In the early 30s, the Trio would travel the country, rent out halls and talk to audiences about the stereotypes of Jews being overly interested in money and Catholics wanting to overturn democracy.
They would make jokes, and it was entertainment.
People would learn how false these stereotypes were.
And they would preach tolerance and mutual respect.
The idea was to model how people of different faiths could encounter each other respectfully – and show that these were three equal religions.
It was so popular that it spawned more of these trios, which ultimately led to the creation of a National Brotherhood Day in the 1930s, timed to coincide with George Washington’s birthday to underscore the (quote) “Americanness” of the day.
By 1936, Brotherhood Day was expanded to a week, with President Franklin D. Roosevelt as the first honorary chairman.
(As a side note – the national Brotherhood Week would later evolve into annual community events like this Brotherhood / Sisterhood Citation Award Dinner.)
By 1941, NCCJ had established permanent local roundtables to hold community dialogues between Protestant, Catholic and Jewish people in over 200 cities – including Greensboro, where a group of local leaders established our NCCJ in 1937.
In 1941, the sociologist Alfred McLung Lee credited NCCJ with creating enough social change to help ensure that the Great Depression era “did not produce an integrated, ‘financially successful’ intolerance movement like the Ku Klux Klan of the post-World War I period.’”
Instead, Lee found that NCCJ had been successful in shifting the national discourse to create what he called “a mood new in the history of human relations in the United States.”
Of course, the past never maps directly to the present.

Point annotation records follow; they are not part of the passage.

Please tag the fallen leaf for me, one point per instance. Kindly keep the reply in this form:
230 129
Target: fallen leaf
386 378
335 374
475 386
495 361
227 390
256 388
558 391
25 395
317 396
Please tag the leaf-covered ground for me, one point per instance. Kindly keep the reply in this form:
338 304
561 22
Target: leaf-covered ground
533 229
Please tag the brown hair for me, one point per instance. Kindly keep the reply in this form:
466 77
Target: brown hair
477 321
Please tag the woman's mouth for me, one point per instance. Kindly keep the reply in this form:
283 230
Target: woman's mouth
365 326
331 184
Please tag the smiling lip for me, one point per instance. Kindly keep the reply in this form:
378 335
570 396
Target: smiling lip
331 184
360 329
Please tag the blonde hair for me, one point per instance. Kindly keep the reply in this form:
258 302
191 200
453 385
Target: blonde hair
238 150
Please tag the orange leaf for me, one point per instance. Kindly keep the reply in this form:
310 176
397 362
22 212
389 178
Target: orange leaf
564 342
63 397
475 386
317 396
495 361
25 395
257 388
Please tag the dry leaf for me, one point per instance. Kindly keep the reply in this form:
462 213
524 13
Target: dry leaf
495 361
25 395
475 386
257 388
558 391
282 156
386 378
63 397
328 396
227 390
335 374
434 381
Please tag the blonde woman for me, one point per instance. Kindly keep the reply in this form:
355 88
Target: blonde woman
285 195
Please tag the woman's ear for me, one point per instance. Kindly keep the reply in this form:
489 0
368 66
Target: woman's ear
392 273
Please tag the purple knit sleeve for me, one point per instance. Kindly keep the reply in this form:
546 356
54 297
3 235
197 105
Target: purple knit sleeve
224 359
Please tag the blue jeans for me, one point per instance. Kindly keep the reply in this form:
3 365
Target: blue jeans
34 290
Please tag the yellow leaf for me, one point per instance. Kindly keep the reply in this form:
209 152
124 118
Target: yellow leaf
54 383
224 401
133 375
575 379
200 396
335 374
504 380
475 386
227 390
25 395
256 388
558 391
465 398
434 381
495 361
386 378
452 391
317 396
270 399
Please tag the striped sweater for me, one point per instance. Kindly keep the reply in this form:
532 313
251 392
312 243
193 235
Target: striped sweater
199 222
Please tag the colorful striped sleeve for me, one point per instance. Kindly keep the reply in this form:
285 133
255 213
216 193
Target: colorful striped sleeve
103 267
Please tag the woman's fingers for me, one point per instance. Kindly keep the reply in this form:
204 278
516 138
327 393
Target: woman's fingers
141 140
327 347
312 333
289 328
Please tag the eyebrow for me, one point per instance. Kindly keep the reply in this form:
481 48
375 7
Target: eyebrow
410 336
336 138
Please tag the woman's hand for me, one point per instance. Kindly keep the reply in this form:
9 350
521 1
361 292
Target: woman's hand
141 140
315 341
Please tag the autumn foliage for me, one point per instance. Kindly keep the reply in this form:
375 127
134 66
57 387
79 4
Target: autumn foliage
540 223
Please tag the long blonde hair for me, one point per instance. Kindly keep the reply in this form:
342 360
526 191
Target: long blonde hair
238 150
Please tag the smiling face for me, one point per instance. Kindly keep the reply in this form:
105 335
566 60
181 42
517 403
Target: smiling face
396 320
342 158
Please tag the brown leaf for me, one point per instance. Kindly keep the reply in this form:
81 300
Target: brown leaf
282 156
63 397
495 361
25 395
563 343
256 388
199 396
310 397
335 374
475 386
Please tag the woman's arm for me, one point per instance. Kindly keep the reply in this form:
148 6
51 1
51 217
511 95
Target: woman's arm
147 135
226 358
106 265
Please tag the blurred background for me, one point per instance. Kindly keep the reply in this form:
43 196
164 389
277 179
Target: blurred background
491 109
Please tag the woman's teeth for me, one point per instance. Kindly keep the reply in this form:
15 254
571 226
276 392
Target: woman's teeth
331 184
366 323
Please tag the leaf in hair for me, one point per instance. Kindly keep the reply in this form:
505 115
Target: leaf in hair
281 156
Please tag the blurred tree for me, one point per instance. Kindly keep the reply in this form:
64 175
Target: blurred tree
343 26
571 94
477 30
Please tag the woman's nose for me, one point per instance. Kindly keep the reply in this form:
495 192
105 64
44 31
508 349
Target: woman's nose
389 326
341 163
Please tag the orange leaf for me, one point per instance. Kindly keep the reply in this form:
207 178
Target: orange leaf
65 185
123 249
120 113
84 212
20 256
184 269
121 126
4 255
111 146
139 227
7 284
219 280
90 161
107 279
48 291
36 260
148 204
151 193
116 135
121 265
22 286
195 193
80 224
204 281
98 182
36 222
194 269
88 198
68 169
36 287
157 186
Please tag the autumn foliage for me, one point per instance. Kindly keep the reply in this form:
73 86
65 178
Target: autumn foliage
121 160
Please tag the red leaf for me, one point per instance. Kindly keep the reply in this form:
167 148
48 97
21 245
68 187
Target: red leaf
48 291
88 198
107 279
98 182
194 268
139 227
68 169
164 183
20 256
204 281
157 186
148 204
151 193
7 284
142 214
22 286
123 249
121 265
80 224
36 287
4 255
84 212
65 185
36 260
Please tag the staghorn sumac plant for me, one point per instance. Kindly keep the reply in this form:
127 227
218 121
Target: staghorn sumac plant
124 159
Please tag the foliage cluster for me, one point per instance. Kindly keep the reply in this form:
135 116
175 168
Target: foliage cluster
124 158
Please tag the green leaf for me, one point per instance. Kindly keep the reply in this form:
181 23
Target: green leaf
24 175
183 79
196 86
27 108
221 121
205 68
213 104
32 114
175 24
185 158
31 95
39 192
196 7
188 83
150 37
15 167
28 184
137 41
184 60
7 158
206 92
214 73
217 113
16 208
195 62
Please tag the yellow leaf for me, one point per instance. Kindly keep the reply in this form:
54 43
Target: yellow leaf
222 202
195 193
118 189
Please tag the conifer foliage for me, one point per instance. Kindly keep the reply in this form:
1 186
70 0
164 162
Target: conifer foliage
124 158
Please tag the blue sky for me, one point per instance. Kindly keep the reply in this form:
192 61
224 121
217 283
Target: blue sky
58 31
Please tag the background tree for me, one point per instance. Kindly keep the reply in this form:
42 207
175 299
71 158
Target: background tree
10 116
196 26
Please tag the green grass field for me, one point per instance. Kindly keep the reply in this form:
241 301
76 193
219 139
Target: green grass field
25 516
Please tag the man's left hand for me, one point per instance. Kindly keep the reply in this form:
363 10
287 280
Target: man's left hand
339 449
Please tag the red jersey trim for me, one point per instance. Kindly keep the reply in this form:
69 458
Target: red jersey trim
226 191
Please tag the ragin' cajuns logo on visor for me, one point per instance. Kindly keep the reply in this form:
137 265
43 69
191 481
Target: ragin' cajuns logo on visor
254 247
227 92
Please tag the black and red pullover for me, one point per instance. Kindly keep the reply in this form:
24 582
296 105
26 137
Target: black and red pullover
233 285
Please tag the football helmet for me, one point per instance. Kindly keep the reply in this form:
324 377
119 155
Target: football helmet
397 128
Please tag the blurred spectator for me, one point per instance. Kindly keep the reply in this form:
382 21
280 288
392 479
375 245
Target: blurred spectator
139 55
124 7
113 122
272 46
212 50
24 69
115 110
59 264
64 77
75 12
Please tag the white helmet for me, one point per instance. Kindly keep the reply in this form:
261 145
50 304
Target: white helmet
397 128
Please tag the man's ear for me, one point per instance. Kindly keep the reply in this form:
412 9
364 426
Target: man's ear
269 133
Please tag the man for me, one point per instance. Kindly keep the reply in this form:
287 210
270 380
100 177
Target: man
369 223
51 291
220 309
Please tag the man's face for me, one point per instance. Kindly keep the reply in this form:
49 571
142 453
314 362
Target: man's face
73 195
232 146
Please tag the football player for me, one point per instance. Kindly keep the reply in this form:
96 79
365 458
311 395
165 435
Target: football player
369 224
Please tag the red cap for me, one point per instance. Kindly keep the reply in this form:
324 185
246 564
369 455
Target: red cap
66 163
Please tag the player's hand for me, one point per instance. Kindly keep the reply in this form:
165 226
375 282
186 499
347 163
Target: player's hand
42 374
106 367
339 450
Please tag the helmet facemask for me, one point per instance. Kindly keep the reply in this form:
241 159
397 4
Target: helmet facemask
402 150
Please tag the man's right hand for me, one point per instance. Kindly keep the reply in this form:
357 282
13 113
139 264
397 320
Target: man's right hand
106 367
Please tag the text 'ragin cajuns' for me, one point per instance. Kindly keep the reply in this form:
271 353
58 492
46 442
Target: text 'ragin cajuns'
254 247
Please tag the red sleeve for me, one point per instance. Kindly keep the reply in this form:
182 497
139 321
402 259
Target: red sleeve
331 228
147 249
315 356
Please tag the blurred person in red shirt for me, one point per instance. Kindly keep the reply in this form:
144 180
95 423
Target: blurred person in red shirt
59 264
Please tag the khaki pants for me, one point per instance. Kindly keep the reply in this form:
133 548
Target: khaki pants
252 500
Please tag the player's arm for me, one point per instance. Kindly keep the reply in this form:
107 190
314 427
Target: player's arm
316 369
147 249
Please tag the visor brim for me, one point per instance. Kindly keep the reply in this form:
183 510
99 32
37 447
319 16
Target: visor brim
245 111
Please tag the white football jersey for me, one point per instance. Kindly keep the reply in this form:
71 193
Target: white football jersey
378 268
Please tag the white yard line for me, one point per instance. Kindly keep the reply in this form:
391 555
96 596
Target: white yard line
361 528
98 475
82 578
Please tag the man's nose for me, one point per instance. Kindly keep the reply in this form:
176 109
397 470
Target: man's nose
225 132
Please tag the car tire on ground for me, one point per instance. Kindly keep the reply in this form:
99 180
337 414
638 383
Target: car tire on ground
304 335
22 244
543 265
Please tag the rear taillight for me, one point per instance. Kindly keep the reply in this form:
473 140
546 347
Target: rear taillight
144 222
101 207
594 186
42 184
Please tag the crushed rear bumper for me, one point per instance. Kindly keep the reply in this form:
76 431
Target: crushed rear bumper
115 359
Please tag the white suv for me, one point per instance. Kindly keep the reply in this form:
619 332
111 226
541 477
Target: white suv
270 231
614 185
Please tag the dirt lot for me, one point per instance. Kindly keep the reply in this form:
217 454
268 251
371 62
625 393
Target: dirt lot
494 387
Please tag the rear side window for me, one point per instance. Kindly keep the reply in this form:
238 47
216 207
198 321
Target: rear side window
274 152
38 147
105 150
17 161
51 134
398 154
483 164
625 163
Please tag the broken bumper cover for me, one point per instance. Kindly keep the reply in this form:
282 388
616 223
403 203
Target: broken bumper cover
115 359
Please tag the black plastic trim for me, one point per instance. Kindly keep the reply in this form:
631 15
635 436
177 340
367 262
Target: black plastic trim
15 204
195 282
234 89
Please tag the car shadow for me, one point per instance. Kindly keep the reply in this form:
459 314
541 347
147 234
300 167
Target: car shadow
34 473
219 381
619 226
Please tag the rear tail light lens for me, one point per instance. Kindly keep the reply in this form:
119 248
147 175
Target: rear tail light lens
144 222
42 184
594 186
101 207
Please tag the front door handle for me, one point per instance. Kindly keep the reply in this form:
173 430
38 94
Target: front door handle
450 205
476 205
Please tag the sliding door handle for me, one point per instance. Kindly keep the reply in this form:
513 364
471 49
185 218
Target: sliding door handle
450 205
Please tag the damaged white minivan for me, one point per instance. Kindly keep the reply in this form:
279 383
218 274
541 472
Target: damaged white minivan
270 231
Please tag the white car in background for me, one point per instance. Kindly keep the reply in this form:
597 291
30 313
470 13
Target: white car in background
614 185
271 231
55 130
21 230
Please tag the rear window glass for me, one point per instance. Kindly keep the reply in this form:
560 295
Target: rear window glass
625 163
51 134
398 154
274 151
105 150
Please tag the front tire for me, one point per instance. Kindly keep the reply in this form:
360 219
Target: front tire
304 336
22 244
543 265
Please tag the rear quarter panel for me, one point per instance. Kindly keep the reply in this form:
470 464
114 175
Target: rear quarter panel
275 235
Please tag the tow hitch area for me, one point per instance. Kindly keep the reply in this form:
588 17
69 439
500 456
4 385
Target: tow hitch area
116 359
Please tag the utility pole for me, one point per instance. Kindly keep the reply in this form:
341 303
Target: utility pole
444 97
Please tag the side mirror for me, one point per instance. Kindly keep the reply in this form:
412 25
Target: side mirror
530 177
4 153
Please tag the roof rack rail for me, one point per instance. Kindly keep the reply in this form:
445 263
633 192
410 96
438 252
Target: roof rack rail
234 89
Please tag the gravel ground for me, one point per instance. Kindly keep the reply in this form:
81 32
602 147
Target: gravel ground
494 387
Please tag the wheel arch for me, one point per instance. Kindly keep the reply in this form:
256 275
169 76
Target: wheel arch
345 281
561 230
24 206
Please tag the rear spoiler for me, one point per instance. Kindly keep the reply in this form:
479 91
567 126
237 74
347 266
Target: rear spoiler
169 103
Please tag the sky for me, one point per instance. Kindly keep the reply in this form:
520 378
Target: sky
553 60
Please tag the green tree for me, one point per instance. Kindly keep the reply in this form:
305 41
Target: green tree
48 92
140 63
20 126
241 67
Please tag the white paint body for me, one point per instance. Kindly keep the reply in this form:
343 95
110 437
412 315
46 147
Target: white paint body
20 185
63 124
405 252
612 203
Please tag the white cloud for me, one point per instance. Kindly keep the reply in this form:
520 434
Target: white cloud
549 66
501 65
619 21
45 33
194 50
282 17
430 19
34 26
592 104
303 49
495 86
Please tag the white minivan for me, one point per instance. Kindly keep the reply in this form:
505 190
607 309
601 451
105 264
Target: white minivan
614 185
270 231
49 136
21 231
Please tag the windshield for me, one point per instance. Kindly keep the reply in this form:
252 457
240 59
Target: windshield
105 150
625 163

But as the saying goes, “history doesn’t repeat itself, but it often rhymes.”
We’re confident that you can connect the dots and appreciate why we chose to tell you this story about NCCJ’s creation and original purpose.
But we will spell it out anyway – NCCJ’s approach for de-escalating tensions and promoting tolerance works.
That’s because once you sit down with someone to have a respectful conversation and you get to know them, it becomes so much harder to stereotype – or dehumanize – or hate them.
When enough of us embrace a “nationally all-inclusive” vision, we can turn the tide away from hate and toward tolerance and compassion.
We know we can do it – because we’ve done it before.